The difficult to believe encompasses those things which we, from our own cultural standpoint, find hard to think true. For example, that the church might grow more rapidly in an area where there are some Western missionaries, but not many. Or that an Islamic terrorist might renounce violence and follow Christ. Or that Jesus might be worshiped in a mosque. Things that are difficult to believe aren’t improbable–given the huge numbers of mosques in the world, and the vast missionary “edge” between Christianity and Islam, it’s likely that a Jesus mosque or two–or 200, or whatever–would develop. It’s only that it’s hard for us to conceptualize such a thing.
The stupendously improbable are those things which are statistically unlikely–things we automatically characterize as “impossible,” or perhaps never even think of because of how improbable they are. Like a member of an Islamic royal household coming to faith in Christ. Or putting a million Bibles into China.
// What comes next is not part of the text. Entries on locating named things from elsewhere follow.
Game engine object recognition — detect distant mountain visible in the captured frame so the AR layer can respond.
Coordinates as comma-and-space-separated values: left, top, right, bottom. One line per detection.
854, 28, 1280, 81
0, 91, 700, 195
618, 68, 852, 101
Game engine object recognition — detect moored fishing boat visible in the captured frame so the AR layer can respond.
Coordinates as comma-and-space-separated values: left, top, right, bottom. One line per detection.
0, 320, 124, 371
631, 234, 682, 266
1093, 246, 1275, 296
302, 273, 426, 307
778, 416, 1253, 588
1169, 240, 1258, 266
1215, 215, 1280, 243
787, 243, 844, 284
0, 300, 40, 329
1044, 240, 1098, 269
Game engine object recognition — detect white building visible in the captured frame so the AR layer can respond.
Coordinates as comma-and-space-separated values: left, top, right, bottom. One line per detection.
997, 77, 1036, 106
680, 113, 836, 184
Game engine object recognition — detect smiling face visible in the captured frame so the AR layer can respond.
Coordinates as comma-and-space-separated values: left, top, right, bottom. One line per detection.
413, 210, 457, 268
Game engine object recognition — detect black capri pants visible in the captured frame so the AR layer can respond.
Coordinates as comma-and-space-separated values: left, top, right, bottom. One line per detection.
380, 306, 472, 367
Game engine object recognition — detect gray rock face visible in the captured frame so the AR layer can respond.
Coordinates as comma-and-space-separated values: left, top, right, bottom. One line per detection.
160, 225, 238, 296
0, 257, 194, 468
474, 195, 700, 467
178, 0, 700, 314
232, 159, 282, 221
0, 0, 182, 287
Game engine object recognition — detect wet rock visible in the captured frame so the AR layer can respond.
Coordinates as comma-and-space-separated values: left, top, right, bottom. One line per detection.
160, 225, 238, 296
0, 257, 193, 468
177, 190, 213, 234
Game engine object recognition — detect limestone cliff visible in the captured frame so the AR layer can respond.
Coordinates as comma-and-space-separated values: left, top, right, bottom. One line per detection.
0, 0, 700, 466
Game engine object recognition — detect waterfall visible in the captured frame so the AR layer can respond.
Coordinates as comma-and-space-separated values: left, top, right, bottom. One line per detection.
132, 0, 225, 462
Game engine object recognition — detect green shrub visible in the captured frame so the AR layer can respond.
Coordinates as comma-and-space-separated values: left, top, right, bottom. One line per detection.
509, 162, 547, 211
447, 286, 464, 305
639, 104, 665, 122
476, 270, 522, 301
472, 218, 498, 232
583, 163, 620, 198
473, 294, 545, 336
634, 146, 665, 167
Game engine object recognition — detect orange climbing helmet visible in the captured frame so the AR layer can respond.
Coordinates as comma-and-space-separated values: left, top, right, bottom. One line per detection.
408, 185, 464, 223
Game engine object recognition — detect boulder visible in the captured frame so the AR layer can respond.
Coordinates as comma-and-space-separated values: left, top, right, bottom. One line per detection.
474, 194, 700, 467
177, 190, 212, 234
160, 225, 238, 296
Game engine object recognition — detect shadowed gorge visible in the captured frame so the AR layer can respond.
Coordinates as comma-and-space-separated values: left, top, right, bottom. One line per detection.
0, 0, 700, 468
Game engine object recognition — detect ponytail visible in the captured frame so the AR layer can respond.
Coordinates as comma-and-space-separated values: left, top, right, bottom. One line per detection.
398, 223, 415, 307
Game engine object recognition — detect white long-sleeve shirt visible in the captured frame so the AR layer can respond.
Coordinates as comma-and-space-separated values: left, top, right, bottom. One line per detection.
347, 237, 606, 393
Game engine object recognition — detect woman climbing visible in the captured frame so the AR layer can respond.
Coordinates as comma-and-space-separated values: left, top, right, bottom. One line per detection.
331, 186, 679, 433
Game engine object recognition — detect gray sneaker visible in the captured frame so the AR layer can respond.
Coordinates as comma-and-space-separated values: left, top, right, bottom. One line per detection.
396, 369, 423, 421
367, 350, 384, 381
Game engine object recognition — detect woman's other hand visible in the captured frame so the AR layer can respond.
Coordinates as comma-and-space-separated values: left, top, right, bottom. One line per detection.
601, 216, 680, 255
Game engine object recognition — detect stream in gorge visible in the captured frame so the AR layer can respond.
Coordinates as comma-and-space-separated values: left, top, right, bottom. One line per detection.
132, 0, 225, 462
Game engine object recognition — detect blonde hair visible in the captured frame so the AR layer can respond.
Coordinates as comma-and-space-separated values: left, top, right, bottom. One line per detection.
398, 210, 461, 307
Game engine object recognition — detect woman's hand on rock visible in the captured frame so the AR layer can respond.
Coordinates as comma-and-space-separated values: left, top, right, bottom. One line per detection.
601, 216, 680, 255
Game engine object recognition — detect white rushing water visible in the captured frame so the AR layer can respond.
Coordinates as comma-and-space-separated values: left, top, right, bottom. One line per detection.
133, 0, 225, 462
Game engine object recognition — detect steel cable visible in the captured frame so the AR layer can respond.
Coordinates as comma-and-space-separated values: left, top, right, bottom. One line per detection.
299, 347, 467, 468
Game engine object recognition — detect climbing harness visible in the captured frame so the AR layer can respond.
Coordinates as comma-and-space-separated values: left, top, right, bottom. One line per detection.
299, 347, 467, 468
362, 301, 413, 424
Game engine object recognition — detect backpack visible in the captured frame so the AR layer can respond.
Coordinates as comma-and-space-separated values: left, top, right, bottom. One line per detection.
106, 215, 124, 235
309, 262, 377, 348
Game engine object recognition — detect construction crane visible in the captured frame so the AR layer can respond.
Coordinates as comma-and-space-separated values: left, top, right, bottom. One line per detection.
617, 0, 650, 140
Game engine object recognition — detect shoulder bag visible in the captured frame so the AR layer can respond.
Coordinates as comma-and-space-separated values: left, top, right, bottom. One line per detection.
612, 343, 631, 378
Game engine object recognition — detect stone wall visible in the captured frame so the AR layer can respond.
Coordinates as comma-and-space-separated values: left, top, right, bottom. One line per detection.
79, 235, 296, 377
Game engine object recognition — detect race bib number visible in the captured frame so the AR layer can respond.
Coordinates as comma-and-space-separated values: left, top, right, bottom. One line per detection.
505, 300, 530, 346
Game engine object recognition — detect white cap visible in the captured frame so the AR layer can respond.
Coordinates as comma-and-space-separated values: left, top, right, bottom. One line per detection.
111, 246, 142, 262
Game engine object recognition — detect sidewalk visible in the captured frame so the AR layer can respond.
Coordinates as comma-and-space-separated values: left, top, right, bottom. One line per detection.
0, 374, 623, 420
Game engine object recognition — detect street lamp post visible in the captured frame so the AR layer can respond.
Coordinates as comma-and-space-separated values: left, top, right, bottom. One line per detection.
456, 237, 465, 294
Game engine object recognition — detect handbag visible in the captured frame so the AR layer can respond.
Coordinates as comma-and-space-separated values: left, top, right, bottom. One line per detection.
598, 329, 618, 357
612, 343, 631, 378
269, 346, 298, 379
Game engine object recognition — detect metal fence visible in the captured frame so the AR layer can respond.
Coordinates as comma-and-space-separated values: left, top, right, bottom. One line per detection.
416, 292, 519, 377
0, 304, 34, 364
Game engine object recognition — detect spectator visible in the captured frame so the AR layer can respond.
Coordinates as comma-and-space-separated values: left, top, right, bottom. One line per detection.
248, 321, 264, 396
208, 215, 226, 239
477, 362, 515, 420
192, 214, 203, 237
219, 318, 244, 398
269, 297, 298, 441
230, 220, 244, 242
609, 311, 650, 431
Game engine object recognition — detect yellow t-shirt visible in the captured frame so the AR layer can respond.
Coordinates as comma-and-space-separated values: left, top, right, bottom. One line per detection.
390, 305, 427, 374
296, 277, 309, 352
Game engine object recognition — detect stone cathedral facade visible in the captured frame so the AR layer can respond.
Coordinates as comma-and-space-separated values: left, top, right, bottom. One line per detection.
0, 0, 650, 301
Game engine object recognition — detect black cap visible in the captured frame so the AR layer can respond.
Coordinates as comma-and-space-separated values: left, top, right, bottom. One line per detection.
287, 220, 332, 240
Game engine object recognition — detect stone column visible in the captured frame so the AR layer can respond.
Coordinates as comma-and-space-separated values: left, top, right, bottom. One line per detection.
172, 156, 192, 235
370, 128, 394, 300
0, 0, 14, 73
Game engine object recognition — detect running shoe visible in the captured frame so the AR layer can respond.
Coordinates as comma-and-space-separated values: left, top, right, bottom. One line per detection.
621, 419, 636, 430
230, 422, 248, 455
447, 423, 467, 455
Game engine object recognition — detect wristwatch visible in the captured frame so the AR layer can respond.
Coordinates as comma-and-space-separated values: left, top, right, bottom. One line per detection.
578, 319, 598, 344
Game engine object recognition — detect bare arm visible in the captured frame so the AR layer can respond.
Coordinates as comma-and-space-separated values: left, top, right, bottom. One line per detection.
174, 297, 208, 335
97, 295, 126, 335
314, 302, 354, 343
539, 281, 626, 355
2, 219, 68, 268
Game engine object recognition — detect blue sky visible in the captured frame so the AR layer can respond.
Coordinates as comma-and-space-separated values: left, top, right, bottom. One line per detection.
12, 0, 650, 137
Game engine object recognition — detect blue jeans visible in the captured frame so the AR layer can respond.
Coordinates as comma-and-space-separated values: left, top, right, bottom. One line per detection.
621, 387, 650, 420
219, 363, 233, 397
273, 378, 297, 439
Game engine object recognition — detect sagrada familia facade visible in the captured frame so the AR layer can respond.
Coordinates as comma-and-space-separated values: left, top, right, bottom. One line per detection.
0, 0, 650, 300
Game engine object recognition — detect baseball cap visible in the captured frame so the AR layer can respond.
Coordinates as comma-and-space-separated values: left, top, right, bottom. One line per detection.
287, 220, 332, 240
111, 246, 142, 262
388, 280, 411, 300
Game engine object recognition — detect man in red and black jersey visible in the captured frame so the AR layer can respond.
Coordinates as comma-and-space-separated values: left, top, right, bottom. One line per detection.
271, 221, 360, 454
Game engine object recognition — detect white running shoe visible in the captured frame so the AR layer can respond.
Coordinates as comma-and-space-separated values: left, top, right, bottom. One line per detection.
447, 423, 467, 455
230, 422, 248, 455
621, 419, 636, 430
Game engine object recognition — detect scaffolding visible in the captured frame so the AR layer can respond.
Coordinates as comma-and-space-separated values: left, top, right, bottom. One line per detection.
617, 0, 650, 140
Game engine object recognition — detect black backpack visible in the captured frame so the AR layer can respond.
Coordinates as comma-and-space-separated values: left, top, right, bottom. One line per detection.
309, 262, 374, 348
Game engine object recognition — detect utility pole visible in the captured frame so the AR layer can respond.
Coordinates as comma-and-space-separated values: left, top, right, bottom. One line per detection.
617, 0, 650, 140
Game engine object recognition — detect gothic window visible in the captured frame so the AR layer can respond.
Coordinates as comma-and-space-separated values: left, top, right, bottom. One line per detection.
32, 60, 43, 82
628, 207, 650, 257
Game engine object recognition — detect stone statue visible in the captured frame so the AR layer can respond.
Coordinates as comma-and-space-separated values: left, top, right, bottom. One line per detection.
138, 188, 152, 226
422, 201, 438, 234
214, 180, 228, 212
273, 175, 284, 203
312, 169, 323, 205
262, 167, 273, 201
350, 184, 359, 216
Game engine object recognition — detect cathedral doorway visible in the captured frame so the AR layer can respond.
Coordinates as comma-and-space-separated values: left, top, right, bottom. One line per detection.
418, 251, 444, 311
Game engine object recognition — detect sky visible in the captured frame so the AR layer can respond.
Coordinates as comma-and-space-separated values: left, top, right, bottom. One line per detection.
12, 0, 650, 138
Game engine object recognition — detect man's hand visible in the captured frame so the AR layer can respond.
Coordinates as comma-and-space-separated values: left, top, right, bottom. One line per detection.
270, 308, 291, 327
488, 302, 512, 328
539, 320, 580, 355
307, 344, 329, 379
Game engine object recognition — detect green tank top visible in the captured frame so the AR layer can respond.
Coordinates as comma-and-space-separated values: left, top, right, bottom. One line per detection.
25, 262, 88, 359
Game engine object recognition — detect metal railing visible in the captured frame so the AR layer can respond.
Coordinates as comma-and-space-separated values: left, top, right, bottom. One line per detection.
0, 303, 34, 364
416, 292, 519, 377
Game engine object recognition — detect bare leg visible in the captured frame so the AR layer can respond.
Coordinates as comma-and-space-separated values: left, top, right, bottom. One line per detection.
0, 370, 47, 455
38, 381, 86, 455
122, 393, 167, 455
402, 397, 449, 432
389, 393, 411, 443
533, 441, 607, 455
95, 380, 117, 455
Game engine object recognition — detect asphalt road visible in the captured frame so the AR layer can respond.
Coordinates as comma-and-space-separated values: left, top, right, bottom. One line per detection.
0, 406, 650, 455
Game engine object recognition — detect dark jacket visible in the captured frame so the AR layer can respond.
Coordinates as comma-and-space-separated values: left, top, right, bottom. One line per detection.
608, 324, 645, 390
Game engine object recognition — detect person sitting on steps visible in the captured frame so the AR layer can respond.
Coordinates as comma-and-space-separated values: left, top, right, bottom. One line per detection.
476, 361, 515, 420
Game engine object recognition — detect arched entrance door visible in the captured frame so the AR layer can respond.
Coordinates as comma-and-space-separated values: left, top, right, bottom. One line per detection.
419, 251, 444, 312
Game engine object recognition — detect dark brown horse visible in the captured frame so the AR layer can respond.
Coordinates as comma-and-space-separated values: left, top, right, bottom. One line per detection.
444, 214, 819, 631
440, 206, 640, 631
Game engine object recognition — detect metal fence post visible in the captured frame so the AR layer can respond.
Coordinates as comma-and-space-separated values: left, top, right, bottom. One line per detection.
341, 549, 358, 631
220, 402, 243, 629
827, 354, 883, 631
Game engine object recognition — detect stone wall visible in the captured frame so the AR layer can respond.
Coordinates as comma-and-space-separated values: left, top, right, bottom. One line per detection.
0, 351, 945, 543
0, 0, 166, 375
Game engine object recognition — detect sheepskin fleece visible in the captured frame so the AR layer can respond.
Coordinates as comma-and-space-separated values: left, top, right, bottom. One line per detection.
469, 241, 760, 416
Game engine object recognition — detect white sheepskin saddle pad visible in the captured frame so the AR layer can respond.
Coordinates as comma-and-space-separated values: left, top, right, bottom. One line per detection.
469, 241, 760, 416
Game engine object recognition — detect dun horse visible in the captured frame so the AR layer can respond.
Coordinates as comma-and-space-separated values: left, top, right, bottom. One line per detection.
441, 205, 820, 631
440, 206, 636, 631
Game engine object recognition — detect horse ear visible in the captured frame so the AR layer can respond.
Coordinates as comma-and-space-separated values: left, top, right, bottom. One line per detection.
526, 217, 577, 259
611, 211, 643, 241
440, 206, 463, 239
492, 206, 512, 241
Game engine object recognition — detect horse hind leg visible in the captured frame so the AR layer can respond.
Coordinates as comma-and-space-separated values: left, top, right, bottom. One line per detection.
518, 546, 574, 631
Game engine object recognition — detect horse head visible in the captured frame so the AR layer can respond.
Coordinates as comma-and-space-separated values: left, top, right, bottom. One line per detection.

Then, finally we have the miraculous. The primary difference between the difficult-to-believe, the stupendously-improbable, and the miraculous, is this–
–the miraculous, apart from God, is impossible.
Not just improbable. Not just hard. But absolutely, positively, impossible.
Like resurrection. Or Jesus appearing to someone in a vision.
If you want to get to the truly miraculous–not just, “Oh, it was so easy to get to work today, it must have been God”–then you have to get beyond the difficult to believe and the stupendously improbable. You have to get into those situations where, if God doesn’t intervene, nothing happens at all.
What’s interesting is that the further along this line you get, the less challenging the lesser places are. When you deal in the stupendously improbable, the difficult becomes less difficult. And when you’ve seen a miracle–the odds of the stupendously improbable just seem a little better.